Welcome to the International Federation of Dental Educators and Association’s (IFDEA) website. Whatever interest brought you to our site it is likely to be a good reason for your participation in the global community of dental educators. Together we can make a difference in improving global health, especially if we contribute in a selfless manner with the primary interests of those who will benefit from our collective experience, knowledge and, dare we say, wisdom.
Globalisation has come to dental education. Dental education, research and the science’s constituent repositories of knowledge are highly valued international commodities. Globalisation, according to the Carnegie Endowment for International Peace, is “a process of interaction and integration among people, companies, and governments of different nations”. This process, Carnegie continues, “has effects on the environment, on culture, on political systems, on economic development and prosperity, and on human physical well-being in societies around the world”. Thomas L. Friedman, the New York Times foreign affairs columnist, in his best-selling book ‘The World Is Flat: A Brief History of the 21st Century’ traces the steps that have made it inevitable, that institutions, companies, and individuals must collaborate, and compete, on a global basis.
Today, science is advancing at an explosive pace, impacting on our understanding of the world in which we live. The bio-molecular processes constitute a major example of the geometric growth in scientific discoveries. So many breakthroughs, combined with the ever-increasing pace of information transmission throughout the globe, contribute to a breathtaking pace of information transfer from research at the bench to its “bedside” application or more significantly at community/societal levels. New channels for expanding discoveries are being opened in all facets of research and scholarship which add to the pressure on students, scientists and health service personnel to analyze, prioritize, manage and apply evidence-based knowledge.

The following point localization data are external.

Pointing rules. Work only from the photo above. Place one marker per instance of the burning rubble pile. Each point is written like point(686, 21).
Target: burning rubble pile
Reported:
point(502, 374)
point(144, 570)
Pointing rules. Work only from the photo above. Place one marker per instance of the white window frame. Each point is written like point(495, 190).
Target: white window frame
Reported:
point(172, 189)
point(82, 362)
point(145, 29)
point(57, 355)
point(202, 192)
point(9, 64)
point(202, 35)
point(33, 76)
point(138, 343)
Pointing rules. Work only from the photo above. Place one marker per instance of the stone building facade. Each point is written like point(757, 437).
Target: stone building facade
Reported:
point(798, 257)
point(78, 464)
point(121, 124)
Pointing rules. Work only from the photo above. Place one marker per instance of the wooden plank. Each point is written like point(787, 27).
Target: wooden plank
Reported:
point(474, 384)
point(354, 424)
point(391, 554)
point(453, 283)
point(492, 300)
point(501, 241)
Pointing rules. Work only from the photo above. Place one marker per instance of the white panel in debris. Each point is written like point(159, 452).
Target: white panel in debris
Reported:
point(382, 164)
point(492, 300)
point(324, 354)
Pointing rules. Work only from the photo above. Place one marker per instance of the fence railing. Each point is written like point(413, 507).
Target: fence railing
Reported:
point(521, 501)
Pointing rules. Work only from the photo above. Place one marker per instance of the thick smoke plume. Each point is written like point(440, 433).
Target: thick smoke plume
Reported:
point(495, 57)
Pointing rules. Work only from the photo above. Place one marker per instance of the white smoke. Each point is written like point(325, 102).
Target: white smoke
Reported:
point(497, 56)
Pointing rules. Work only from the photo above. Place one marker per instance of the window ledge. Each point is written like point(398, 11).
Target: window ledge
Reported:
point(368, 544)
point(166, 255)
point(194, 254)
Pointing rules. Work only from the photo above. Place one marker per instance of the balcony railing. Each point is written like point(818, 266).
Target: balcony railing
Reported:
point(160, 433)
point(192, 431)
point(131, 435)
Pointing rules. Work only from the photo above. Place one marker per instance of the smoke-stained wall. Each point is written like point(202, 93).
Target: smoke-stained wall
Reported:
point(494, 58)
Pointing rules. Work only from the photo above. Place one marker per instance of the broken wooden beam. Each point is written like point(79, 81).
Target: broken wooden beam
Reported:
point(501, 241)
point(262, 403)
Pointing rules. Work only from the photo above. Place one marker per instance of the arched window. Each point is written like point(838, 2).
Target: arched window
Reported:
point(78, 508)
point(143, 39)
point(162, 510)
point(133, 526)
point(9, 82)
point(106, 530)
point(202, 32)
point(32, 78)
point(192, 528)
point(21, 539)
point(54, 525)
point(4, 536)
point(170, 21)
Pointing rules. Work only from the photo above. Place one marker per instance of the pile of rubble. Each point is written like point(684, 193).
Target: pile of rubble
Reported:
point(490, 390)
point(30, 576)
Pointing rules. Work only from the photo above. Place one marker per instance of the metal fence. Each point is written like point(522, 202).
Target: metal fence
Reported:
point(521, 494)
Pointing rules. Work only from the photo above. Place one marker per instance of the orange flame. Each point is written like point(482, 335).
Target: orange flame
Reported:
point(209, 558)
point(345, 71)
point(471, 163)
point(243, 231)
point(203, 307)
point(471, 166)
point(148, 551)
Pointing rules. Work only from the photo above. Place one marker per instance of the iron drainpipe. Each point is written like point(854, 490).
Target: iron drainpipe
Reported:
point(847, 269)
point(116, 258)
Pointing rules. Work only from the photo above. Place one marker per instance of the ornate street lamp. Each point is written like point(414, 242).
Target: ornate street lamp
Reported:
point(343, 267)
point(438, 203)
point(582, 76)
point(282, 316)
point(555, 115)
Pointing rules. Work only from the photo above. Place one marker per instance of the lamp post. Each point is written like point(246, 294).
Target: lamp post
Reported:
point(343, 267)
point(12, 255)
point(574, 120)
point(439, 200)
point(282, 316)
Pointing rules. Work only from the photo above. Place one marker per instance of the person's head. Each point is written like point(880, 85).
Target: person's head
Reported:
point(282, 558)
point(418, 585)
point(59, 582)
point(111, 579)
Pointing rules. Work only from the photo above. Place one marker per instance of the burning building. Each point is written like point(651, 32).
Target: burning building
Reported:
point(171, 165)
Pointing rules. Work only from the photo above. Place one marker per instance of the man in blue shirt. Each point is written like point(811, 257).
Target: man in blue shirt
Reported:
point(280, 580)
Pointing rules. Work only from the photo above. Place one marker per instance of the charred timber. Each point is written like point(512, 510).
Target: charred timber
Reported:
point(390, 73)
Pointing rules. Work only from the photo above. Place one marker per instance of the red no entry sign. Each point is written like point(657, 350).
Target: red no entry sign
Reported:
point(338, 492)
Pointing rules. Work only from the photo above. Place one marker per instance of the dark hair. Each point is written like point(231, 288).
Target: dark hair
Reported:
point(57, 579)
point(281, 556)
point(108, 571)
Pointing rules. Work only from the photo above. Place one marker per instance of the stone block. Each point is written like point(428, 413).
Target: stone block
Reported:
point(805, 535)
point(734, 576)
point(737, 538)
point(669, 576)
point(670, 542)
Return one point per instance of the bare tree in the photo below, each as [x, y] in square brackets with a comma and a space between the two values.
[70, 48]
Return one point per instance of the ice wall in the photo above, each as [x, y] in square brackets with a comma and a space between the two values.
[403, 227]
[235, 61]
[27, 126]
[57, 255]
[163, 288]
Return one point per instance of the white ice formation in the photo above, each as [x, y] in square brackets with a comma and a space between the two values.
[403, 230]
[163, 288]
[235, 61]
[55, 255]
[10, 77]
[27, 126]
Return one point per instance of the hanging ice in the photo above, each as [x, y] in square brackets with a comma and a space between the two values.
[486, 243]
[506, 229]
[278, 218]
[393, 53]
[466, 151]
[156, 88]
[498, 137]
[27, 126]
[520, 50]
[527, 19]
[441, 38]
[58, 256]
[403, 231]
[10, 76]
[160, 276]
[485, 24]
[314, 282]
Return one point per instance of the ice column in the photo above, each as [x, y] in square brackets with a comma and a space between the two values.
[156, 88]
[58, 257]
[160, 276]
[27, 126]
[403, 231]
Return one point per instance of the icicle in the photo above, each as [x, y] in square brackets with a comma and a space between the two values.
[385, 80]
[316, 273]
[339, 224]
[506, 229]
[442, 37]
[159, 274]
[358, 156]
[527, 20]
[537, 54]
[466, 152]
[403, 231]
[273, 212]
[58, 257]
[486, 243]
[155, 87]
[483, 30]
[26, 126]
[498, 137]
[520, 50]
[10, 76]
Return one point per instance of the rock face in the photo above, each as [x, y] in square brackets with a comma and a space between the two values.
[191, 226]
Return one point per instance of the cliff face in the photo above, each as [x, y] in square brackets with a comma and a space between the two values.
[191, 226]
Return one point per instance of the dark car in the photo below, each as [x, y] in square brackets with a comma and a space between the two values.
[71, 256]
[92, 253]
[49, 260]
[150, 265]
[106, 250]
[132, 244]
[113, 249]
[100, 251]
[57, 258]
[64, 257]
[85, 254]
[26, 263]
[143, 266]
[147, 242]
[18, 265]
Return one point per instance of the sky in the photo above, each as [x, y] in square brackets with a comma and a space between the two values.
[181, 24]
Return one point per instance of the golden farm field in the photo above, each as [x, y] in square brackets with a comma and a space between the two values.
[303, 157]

The intimidating pace of knowledge acquisition is occurring primarily in the developed world yet, there remain vast developing economic regions where inequality, socio-educational and/or geo-political factors, impede or prevent the application of new discoveries. In her opening address to the Global Congress on Dental Education III, Mary Robinson, the former President of Ireland and former UN Commissioner for Human Rights, gave a stark insight into the reality of poverty related disease when she noted that 210,000 children die each week, or just under 11 million children under five years of age each year due to poverty. She described this as the equivalent of a weekly “silent Tsunami” that passes virtually unnoticed by the rest of the global community.
According to the World Health Organization, one billion of our fellow human beings live on less than $1 per day and almost half of the world’s population does not have adequate sanitary facilities. The enormity of global poverty and poverty-related diseases is the greatest challenge to humankind. When taken in conjunction with legitimate concerns about global ecology, it is difficult to suggest how each individual, each profession, each society or country can best contribute, within the context of their own environment, towards alleviation of global deprivation, poverty related diseases and inequality.
Science and research, macro-economics, agriculture, energy management, disease prevention and health gain, all contribute to a beginning in addressing global suffering and poverty. The implementation of change can be hampered in regions most in need by poor infrastructure, corruption, vested interest, international conflict; just a few examples of the barriers to alleviating human suffering due to poverty in low income regions. Appropriate infrastructures are essential for the delivery of, at the more sophisticated, new pharmaco-therapeutic developments and, at the most fundamental level, clean air and clean water. Failing to address these global issues in a humanitarian way will have profound impact on our fellow global citizens and also at a local level on stability within societies.
Unless addressed, these problems will continue to deteriorate thereby having an even more serious impact on our children and their children and the stability of the world they will inhabit. At least we can aspire to increasing literacy about the realities of poverty related disease and consider oral health and disease in that context. It is likely that with better understanding, scientific discovery, improvements in infrastructure in low income regions, peer pressure influencing reductions in inequality, addressing corrupt practices, using evidence based therapies appropriately and igniting the spark of genius in our students and researchers that we, as dental academics might play a role with other professionals in facing the enormity of poverty-related disease and inequality in our global community.
We hope you will join us in this effort.